The more classic signs still appear too: eye rubbing, yawning, crying over small things. But by the time a 3-year-old is rubbing their eyes, they’ve often already crossed into overtired territory, which can make falling asleep harder, not easier.
Why Consistency Matters More Than the Exact Time
Picking a bedtime is important, but keeping it consistent night after night may matter even more. Longitudinal research tracking children at ages 3, 5, and 7 found that kids with irregular bedtimes scored higher on measures of hyperactivity, conduct problems, and peer difficulties compared to children with consistent schedules. Children who had irregular bedtimes at all three ages showed a threefold increase in behavioral difficulties compared to those with only one period of inconsistency.
This doesn’t mean you need to hit the same minute every night. A 15-to-20-minute variation is completely normal. But swinging between a 7:00 bedtime on weeknights and a 9:30 bedtime on weekends creates a kind of social jet lag for your child’s internal clock, making Monday nights consistently difficult.
Building a Bedtime Routine
A predictable sequence of calming activities before bed helps a 3-year-old’s brain transition from play mode to sleep mode. About 30 minutes is the right length for most families, or slightly longer if you include a bath. The specific activities matter less than doing them in the same order each night. A typical routine might look like a small snack, brushing teeth, putting on pajamas, reading one or two books, and a goodnight song or cuddle.
The routine should end with you leaving the room while your child is drowsy but still awake. This teaches them to fall asleep independently, which also helps when they wake briefly during the night (as all children do) and need to drift back off without calling for you.
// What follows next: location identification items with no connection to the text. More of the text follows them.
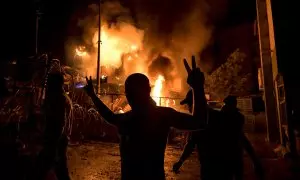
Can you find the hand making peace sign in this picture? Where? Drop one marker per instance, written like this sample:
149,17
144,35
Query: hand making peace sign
195,76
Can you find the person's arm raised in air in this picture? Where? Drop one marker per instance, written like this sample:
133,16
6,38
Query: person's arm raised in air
104,111
200,111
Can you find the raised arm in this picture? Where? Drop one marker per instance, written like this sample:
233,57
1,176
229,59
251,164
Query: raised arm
104,111
200,111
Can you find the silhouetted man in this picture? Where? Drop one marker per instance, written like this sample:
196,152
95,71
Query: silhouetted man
144,129
53,155
220,146
237,141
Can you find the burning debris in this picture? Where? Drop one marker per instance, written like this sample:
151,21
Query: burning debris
131,45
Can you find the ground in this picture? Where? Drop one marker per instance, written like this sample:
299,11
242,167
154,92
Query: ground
97,160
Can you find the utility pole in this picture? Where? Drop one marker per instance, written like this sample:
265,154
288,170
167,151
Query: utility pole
38,16
269,66
99,50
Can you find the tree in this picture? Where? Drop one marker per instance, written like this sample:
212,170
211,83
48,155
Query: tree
230,78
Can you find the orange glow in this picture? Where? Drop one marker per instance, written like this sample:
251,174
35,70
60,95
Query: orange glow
157,90
80,51
115,43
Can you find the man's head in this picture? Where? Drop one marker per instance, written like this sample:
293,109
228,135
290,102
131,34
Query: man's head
3,88
55,83
230,101
137,90
188,100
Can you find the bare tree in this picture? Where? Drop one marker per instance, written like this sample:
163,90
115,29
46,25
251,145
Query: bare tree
230,78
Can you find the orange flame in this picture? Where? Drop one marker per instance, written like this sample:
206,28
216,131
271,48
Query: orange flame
80,51
157,90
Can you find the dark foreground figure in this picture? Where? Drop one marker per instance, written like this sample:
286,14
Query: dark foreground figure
226,131
53,155
144,129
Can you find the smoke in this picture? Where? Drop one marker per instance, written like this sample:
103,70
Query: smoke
149,36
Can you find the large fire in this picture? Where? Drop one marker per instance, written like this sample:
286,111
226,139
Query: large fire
157,90
122,48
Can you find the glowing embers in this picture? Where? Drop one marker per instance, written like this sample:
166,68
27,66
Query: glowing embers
81,51
157,89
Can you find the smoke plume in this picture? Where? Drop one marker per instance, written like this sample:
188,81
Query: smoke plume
149,36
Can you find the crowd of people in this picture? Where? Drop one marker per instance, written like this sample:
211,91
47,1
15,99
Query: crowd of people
144,130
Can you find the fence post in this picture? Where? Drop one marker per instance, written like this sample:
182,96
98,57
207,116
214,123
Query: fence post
112,102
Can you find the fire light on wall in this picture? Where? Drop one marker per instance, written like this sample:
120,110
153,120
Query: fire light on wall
80,51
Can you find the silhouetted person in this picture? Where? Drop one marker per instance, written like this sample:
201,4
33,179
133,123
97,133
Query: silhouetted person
193,139
237,141
220,146
144,130
53,154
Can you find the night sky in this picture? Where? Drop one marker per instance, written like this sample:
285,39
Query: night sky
18,23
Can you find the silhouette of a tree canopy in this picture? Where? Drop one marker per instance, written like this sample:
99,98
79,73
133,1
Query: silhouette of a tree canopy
230,78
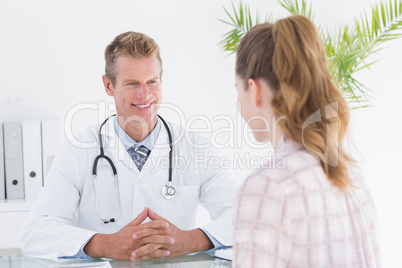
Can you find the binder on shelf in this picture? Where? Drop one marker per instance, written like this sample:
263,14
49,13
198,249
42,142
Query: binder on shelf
32,152
50,144
2,175
13,161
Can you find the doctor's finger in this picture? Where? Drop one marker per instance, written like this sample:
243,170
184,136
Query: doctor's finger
163,240
162,225
140,218
149,251
148,232
153,216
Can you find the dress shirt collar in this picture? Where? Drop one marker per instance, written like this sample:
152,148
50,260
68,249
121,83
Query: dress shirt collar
128,142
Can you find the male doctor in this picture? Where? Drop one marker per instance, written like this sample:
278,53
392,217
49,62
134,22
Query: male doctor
77,215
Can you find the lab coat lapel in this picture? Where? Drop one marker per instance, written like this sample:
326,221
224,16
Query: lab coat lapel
116,147
159,157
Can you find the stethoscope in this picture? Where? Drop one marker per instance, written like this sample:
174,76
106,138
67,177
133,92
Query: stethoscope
168,191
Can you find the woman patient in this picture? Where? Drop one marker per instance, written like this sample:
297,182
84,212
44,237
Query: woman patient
313,210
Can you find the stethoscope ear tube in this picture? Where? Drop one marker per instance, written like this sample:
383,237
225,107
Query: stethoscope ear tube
168,191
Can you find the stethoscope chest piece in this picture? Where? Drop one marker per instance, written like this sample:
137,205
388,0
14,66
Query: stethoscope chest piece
168,191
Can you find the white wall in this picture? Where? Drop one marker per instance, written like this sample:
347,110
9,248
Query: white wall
51,59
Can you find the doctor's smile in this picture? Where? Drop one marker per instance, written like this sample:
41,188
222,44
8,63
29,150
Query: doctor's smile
132,205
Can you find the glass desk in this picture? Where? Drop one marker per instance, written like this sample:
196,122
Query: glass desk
198,260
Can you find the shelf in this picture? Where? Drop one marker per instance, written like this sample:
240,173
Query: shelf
15,205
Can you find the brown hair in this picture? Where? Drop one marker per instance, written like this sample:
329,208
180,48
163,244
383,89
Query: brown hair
289,55
130,44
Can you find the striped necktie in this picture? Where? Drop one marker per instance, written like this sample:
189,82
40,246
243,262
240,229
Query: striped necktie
139,155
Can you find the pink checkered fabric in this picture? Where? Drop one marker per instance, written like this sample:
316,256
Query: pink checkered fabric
293,216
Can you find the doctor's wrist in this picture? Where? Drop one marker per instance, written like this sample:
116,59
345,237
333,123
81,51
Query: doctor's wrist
95,246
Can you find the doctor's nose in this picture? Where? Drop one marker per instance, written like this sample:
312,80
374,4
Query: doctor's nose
142,92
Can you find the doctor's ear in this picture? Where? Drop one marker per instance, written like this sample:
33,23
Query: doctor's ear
255,90
107,83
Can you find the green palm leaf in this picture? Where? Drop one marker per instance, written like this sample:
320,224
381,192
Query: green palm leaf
349,51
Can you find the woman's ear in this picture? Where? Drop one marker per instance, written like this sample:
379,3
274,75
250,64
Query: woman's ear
108,85
255,88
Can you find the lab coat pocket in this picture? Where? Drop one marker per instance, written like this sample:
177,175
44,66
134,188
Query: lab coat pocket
181,210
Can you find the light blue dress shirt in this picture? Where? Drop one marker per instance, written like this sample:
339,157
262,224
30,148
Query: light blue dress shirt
148,142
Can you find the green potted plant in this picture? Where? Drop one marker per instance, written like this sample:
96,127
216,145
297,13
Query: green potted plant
348,51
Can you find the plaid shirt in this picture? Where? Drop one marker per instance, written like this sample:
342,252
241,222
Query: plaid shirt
293,216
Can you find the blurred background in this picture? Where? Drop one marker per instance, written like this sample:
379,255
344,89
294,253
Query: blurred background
51,63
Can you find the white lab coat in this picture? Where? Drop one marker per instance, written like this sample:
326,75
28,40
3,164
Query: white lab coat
64,216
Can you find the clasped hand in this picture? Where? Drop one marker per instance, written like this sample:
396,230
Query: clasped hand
157,238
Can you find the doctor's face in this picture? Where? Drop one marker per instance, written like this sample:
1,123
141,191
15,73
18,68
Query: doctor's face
138,90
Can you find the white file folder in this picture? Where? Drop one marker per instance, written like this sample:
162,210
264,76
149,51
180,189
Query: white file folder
32,151
2,176
50,144
13,161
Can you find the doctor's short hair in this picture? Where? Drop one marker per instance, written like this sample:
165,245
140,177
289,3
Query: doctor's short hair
129,44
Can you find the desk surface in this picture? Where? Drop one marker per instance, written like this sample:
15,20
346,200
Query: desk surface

Screens should be off at least an hour before bedtime. Young children’s eyes are more sensitive to the blue light from tablets and TVs, which suppresses melatonin production and delays the onset of sleepiness. The American Academy of Pediatrics recommends making the hour before bed screen-free as a household rule rather than a nightly negotiation.
A Sample Schedule
For a 3-year-old who wakes at 6:30 a.m. and still takes one nap:
- 6:30 a.m. Wake up
- 12:30 to 2:00 p.m. Nap (90 minutes)
- 6:30 p.m. Screens off
- 7:00 p.m. Start bedtime routine (bath, teeth, books)
- 7:30 p.m. Lights out
For a 3-year-old who has dropped their nap and wakes at 7:00 a.m., shift the routine earlier so lights-out happens closer to 7:00 p.m., giving them the full 11 to 12 hours of nighttime sleep they now need without a daytime nap to supplement.
If your child consistently takes more than 20 minutes to fall asleep at their current bedtime, try shifting it 15 minutes later for a week. If they’re melting down before the routine even starts, shift it 15 minutes earlier. Small adjustments like these, held steady for five to seven days, are the fastest way to find the time that fits your child’s biology.